Nous faisons escale à Bologne du 4 au 6 avril. Ces trois jours pleins nous permettent d’en découvrir beaucoup sur l’agriculture urbaine. Cet article original a pour double objectif de détailler le déroulement de nos travaux dans une ville et de présenter les descriptions volontairement effleurées de chacune des initiatives rencontrées : certaines feront l’objet d’articles spécifiques.
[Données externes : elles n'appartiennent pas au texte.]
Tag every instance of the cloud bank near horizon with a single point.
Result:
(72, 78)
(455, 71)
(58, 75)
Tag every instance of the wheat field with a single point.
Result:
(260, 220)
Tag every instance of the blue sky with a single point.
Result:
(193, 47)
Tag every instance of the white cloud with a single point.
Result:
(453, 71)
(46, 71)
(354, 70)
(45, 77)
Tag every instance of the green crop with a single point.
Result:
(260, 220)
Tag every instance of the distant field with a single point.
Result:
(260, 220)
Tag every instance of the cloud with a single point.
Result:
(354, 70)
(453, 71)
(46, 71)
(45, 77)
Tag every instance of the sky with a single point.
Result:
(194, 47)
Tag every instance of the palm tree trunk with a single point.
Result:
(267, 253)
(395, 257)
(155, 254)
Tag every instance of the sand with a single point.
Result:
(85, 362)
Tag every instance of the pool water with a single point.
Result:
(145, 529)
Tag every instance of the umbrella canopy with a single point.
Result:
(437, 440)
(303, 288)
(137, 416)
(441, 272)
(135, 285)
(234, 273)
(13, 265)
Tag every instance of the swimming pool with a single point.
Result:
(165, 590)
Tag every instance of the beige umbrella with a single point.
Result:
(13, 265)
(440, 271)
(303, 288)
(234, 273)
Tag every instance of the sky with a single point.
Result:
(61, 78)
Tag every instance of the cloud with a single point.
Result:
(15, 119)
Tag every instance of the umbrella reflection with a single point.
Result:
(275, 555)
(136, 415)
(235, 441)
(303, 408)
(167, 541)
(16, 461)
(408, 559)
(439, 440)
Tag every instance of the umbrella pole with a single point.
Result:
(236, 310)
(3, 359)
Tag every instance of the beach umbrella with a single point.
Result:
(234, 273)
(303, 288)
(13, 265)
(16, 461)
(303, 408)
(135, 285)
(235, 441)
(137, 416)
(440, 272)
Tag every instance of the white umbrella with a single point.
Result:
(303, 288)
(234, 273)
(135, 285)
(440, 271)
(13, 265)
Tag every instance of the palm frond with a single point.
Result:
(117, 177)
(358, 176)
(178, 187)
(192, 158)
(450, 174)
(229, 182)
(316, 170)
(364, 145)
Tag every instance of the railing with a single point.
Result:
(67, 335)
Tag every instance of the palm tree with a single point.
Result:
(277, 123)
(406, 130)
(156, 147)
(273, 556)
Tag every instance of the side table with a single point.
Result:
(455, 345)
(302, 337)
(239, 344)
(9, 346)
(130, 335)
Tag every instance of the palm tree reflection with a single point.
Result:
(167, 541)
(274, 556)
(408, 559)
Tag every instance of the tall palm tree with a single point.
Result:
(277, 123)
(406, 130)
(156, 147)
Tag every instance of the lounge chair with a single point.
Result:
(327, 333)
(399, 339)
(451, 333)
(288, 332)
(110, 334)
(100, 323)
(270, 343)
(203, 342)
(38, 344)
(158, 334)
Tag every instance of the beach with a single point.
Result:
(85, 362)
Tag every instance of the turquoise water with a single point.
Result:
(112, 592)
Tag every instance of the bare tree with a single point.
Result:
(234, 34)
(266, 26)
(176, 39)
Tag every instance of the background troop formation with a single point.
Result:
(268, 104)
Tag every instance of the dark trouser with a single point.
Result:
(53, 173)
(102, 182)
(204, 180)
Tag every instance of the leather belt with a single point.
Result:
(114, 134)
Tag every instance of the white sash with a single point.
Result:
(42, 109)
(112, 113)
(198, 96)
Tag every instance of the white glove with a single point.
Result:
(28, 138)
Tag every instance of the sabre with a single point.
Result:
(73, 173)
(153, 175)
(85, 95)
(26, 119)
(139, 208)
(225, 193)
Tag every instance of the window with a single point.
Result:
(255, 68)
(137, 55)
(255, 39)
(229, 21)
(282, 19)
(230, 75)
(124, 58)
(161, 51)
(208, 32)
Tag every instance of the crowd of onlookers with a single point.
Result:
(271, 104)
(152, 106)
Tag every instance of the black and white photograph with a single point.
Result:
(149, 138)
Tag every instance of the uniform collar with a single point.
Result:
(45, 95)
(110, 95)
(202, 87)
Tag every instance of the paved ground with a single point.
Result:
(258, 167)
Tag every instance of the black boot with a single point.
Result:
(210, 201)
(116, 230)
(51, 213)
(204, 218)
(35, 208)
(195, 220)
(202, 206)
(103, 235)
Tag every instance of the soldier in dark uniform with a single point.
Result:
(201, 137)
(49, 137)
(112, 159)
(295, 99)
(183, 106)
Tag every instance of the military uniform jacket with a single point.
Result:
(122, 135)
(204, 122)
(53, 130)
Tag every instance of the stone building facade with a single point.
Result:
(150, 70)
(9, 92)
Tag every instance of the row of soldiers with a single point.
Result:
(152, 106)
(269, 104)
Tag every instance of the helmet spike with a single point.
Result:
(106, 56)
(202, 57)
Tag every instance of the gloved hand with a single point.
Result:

Vendredi 4, direction l’université d’agriculture. Nous traversons le jardin de cette école d’agronomie. C’est un jardin « pédagogique » dans lequel des planches d’environ 1,5 m² sont accompagnées de panneaux présentant les plantes les plus utilisés en agriculture ou en jardinage. Par exemple, nous avons pu voir les différentes espèces et variétés de fourrage ainsi que des légumes comme l’artichaut. Nous n’en savons pas plus sur sa mise en place et son entretien mise à part une affiche dans un couloir qui invite les étudiants à s’impliquer dans la réalisation de ce jardin. Par chance, nous y rencontrons Daniela. Elle réalise une thèse sur agriculture urbaine à Bologne. Grâce à ses connaissances liées à ses travaux, elle est tout à fait à même de nous détailler la situation « agro-urbaine » bolognaise, idéal pour commencer le travail.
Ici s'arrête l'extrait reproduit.